In that regard, the company did make one acquisition in the third quarter, which was an outreach lab from Summa Health. The company acknowledged it was a small deal, but it pointed to an improving M&A environment, citing financial and labor pressures as a reason for small and large health systems to be more open to talks.

The company noted that it may have more news on M&A in the fourth quarter, suggesting it’s currently working on more deals.

There is no doubt in my mind that the future growth of DGX will have to come from acquisitions if it wants to grab back much of the momentum it had from the high-margin COVID-19 testing volumes. Without that, it’s going to probably continue to grow at an incremental pace in its base business as it continues to lose significant revenue and earnings from COVID-19 testing.

The company said it is investing about $160 million in the third and fourth quarters to market its “new consumer initiated testing platform,” but it’ll take time to find out how much impact it’ll have on revenue and earnings in the quarters ahead. Whatever level of impact it does have, it’s simply not going to be able to offset the revenue and earnings COVID-19 has been delivering to the top and bottom lines of the company.

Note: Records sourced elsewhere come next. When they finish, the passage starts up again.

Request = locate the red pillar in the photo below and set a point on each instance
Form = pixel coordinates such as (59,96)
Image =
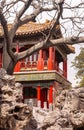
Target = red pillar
(65,68)
(40,64)
(39,96)
(50,97)
(17,67)
(56,62)
(50,60)
(0,59)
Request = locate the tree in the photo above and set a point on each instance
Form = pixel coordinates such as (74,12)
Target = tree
(11,10)
(78,63)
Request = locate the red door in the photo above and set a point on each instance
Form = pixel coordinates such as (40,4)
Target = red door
(44,95)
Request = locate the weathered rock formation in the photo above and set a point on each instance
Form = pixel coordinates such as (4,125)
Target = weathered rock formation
(14,115)
(69,112)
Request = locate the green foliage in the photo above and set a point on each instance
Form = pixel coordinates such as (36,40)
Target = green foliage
(78,64)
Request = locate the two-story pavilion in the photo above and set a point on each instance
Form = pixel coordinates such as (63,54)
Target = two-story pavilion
(44,71)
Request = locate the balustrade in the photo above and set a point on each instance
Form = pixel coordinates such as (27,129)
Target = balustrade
(32,66)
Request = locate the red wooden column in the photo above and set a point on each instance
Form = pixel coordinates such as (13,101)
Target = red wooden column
(50,97)
(50,60)
(56,62)
(40,64)
(0,59)
(65,68)
(39,96)
(17,67)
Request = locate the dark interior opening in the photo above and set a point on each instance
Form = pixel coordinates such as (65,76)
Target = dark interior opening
(80,128)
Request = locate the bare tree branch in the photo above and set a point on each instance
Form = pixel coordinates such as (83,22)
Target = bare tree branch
(6,34)
(44,44)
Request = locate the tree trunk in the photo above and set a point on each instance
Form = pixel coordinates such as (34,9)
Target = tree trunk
(8,63)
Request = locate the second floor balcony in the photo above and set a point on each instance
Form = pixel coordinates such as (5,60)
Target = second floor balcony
(43,65)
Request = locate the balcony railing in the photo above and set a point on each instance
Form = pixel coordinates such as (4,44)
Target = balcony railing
(32,66)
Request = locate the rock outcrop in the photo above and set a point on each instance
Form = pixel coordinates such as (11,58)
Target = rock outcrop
(14,115)
(69,112)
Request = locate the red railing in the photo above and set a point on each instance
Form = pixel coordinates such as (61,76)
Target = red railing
(32,66)
(0,65)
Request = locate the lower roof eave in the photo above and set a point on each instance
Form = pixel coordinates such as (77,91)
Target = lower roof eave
(37,76)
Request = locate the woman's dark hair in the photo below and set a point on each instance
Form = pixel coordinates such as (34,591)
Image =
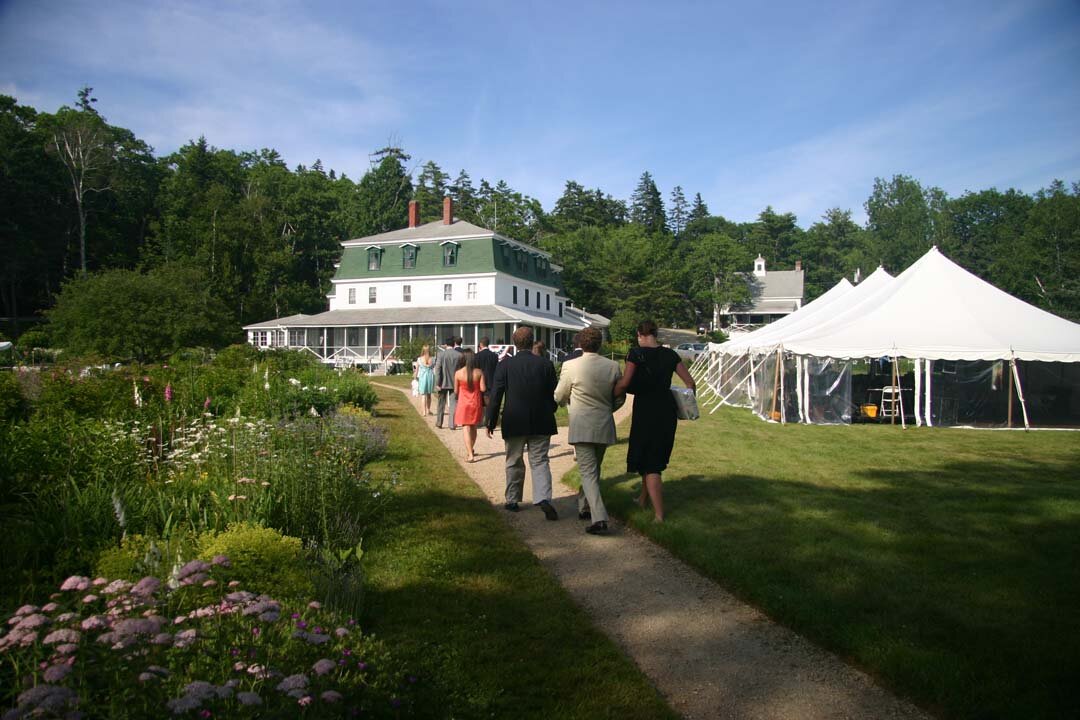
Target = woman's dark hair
(468,361)
(647,327)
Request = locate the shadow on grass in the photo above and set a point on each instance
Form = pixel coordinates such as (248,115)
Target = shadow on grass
(488,630)
(956,585)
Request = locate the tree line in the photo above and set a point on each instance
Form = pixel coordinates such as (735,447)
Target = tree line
(253,240)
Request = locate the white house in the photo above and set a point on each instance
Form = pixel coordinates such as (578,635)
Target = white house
(432,281)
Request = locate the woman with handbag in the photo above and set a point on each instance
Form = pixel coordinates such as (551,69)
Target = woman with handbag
(424,377)
(648,378)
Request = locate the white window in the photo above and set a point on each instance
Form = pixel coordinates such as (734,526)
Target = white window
(449,255)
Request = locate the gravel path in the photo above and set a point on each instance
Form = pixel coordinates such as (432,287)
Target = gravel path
(710,654)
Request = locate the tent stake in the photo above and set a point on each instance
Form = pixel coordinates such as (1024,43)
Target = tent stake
(1010,395)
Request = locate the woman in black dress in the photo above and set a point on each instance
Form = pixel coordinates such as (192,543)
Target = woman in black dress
(648,378)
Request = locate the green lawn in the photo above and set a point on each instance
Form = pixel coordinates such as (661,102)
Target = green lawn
(943,561)
(457,595)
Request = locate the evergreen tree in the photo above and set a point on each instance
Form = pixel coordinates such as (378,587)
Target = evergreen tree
(647,206)
(383,193)
(680,214)
(466,203)
(431,188)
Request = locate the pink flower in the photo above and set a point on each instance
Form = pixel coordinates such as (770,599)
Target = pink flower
(63,635)
(76,583)
(146,586)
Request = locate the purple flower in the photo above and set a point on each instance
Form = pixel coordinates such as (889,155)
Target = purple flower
(146,586)
(293,682)
(56,673)
(323,666)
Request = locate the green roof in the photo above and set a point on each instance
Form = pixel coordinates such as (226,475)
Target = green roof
(474,255)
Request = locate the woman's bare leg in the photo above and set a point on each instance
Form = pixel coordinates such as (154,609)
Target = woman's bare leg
(470,432)
(656,490)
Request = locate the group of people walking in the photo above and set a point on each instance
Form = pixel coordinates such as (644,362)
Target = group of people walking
(524,391)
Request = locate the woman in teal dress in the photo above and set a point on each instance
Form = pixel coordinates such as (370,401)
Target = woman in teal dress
(424,375)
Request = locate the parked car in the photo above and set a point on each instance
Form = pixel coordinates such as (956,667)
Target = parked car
(689,351)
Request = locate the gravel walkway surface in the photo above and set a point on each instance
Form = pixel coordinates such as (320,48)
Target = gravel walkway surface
(710,654)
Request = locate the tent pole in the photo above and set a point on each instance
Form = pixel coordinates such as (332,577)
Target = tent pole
(918,391)
(775,386)
(900,395)
(798,386)
(783,396)
(1020,394)
(1010,394)
(930,365)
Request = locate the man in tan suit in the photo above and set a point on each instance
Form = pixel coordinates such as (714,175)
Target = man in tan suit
(586,383)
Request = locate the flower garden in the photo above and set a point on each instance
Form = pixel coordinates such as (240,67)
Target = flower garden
(185,540)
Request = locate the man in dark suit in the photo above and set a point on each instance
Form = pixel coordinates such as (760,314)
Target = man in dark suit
(486,361)
(527,383)
(445,367)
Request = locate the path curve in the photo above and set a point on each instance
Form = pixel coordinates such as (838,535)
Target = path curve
(709,653)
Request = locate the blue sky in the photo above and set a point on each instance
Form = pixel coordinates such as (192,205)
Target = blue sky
(793,105)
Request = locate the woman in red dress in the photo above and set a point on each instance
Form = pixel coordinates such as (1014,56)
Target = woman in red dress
(469,384)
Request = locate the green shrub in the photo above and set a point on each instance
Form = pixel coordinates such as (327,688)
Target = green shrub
(139,556)
(264,560)
(13,406)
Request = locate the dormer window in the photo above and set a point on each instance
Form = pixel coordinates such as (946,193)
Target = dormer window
(759,267)
(449,255)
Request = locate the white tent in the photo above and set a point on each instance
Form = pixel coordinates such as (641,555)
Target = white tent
(729,368)
(959,352)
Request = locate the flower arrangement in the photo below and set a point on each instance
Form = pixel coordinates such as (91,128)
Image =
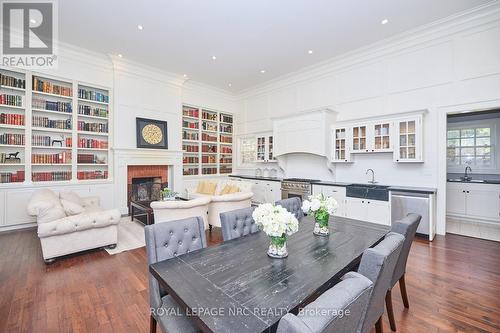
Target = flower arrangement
(321,207)
(277,223)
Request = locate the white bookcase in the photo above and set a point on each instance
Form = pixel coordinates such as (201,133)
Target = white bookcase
(54,149)
(207,141)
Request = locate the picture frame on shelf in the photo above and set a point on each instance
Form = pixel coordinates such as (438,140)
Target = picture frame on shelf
(151,133)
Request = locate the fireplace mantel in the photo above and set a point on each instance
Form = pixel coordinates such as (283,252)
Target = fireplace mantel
(142,156)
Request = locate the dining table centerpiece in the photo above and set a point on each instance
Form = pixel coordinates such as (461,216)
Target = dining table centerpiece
(321,207)
(278,224)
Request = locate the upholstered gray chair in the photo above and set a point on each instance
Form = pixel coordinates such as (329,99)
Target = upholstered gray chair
(165,241)
(351,294)
(293,205)
(378,265)
(408,228)
(237,223)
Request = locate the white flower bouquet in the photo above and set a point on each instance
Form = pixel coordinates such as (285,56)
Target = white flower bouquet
(321,207)
(277,223)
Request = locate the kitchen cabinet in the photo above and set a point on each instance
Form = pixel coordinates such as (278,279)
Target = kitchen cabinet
(374,211)
(341,145)
(338,192)
(265,146)
(475,201)
(266,191)
(409,140)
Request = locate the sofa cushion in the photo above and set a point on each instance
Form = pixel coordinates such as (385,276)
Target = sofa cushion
(71,208)
(46,206)
(72,197)
(79,222)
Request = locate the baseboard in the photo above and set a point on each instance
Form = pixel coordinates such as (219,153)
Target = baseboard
(16,227)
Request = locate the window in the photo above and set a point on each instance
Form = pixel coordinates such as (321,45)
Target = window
(470,146)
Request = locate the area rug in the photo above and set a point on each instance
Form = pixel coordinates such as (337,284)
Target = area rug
(130,236)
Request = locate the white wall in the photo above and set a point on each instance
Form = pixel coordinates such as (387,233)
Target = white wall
(451,63)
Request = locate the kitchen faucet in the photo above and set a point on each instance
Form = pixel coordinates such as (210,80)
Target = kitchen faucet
(373,176)
(466,175)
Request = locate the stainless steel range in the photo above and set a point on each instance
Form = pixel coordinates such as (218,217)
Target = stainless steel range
(296,187)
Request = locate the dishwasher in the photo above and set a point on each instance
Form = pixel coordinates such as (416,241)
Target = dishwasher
(403,203)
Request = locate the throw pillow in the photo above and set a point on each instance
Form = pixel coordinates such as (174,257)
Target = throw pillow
(72,208)
(71,196)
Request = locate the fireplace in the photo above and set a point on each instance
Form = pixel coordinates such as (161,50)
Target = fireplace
(144,182)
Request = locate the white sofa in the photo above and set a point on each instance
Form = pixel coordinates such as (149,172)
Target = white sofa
(72,224)
(165,211)
(220,203)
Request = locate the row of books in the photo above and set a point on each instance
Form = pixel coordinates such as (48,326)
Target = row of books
(92,95)
(12,119)
(97,174)
(186,135)
(13,100)
(208,137)
(5,160)
(42,85)
(12,177)
(12,139)
(92,127)
(47,141)
(92,143)
(190,112)
(10,81)
(88,110)
(191,148)
(45,122)
(40,103)
(190,159)
(189,124)
(209,115)
(226,119)
(59,158)
(51,176)
(90,159)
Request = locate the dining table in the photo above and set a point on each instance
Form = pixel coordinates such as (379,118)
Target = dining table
(236,287)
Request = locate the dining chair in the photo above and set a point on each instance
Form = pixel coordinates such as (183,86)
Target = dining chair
(408,228)
(165,241)
(377,264)
(238,223)
(350,296)
(293,205)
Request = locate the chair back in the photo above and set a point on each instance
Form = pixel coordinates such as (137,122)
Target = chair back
(408,228)
(167,240)
(378,265)
(293,205)
(346,303)
(238,223)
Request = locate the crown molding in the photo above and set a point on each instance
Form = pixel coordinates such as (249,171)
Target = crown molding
(414,38)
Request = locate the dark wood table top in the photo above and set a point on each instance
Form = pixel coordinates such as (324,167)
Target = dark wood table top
(236,287)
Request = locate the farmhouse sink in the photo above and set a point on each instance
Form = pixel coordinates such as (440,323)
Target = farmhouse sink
(368,191)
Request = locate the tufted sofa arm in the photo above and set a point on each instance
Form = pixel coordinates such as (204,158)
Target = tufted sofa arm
(91,201)
(79,222)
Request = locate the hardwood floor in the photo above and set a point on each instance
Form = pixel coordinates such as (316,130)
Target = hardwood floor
(453,285)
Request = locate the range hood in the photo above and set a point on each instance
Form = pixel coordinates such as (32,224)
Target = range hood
(305,132)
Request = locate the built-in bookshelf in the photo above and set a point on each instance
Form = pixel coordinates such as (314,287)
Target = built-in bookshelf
(52,129)
(207,141)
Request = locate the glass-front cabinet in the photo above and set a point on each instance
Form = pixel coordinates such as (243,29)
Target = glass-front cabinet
(409,140)
(264,148)
(341,146)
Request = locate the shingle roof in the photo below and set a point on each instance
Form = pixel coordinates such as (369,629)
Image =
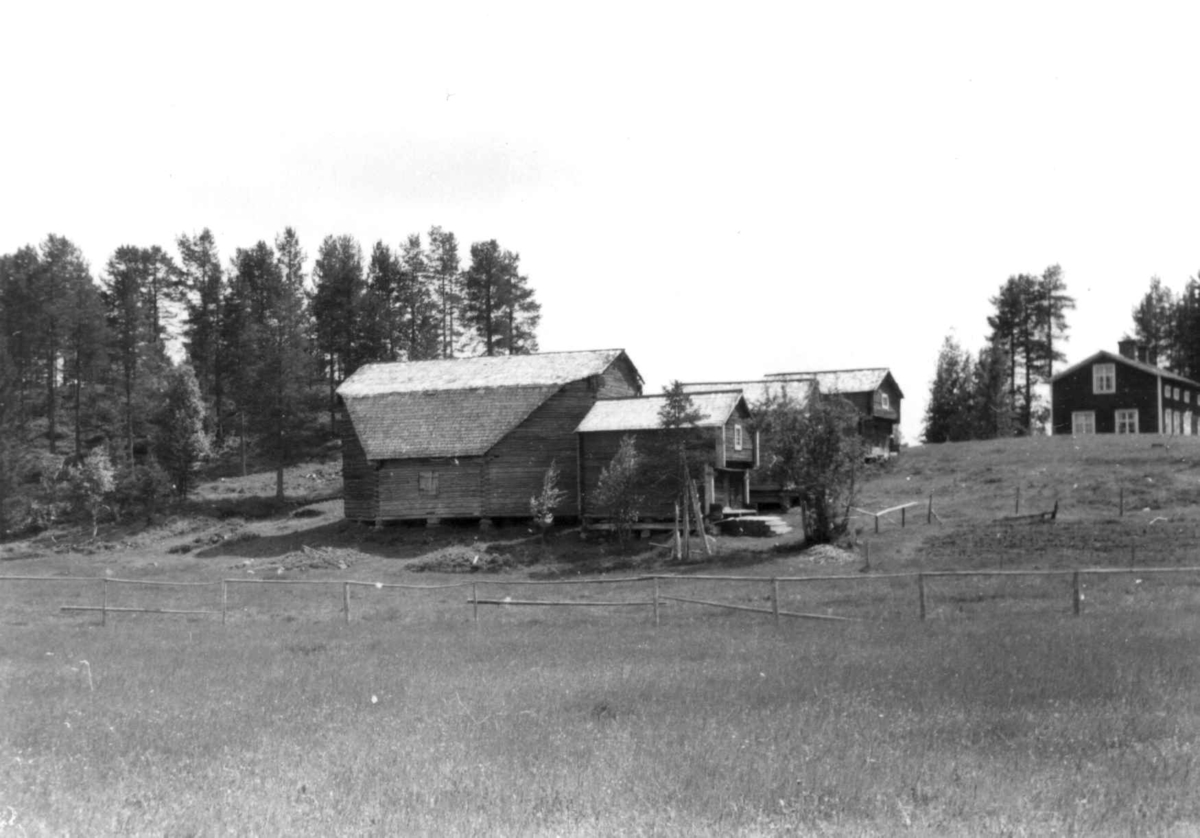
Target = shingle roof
(867,379)
(456,407)
(466,373)
(759,390)
(642,413)
(1128,361)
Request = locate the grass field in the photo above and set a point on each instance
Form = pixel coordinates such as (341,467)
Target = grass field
(1001,714)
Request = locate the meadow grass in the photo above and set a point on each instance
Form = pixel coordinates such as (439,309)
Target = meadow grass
(588,724)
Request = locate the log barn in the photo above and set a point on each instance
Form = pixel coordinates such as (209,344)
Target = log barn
(473,437)
(1123,393)
(723,441)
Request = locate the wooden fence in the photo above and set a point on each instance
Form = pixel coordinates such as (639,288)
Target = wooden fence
(654,584)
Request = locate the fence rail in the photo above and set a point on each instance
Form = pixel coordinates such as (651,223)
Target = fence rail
(654,600)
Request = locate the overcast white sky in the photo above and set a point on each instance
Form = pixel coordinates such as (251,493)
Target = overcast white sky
(723,190)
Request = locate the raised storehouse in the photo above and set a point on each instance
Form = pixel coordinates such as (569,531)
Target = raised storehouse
(876,396)
(723,442)
(472,437)
(765,489)
(1122,393)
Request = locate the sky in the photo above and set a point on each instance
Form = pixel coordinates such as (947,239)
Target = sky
(723,191)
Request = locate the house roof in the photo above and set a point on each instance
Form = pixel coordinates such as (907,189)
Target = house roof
(865,379)
(642,413)
(757,390)
(1128,361)
(457,407)
(466,373)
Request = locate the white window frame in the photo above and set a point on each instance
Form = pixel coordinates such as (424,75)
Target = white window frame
(1126,420)
(1083,423)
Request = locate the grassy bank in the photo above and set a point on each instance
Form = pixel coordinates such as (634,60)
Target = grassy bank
(711,725)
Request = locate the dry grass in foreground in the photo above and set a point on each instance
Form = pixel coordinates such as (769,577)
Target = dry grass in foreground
(589,726)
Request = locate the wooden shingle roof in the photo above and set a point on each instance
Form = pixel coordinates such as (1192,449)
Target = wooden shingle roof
(456,407)
(642,413)
(867,379)
(757,390)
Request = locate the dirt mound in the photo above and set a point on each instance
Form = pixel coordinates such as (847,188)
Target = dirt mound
(827,554)
(303,560)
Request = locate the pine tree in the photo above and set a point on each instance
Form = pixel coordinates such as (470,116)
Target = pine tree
(498,304)
(948,413)
(138,348)
(337,310)
(447,276)
(203,283)
(181,443)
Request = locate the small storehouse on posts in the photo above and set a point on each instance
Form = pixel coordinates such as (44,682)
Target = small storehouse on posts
(473,437)
(874,393)
(1123,393)
(724,446)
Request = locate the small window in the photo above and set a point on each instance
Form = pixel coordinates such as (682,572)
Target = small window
(427,484)
(1127,422)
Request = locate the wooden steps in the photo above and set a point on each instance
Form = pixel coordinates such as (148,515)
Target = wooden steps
(757,526)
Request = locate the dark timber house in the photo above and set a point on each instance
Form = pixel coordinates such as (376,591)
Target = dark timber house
(1125,393)
(876,396)
(723,440)
(473,437)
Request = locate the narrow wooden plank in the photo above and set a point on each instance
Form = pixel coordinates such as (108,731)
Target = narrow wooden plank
(556,602)
(114,608)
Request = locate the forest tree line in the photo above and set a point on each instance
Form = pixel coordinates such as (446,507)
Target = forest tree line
(994,393)
(88,361)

Again, the point is the way forward for DGX to grow will have to be through acquisitions. That doesn’t necessarily mean it has to always hit home runs, but it does need to tack on some decent businesses that have an impact on the performance of the company.

Conclusion

Taking into account the headwinds DGX faced in the third quarter, it showed some resilience in its performance. It’s likely to get a small boost in its Florida business in the fourth quarter of 2022 and the first quarter of 2023 as it recovers from Hurricane Ian.

On the other hand, it’s going to continue to lose revenue and earnings from its COVID-19 testing business, which won’t be offset by organic growth anytime soon.

For the company to find further support, especially after jumping from approximately $121.00 per share on September 22, 2022, to almost $153.00 on November 10, 2022, it’ll have to find the type of acquisitions that justify that value. With that in mind, I see the stock struggling to maintain its current price range and is probably going to fall into the $120.00 to $130.00 range until there are more catalysts to jumpstart the company. The only catalysts I see that could do that is if continues to make the type of acquisitions that will provide sustainable growth.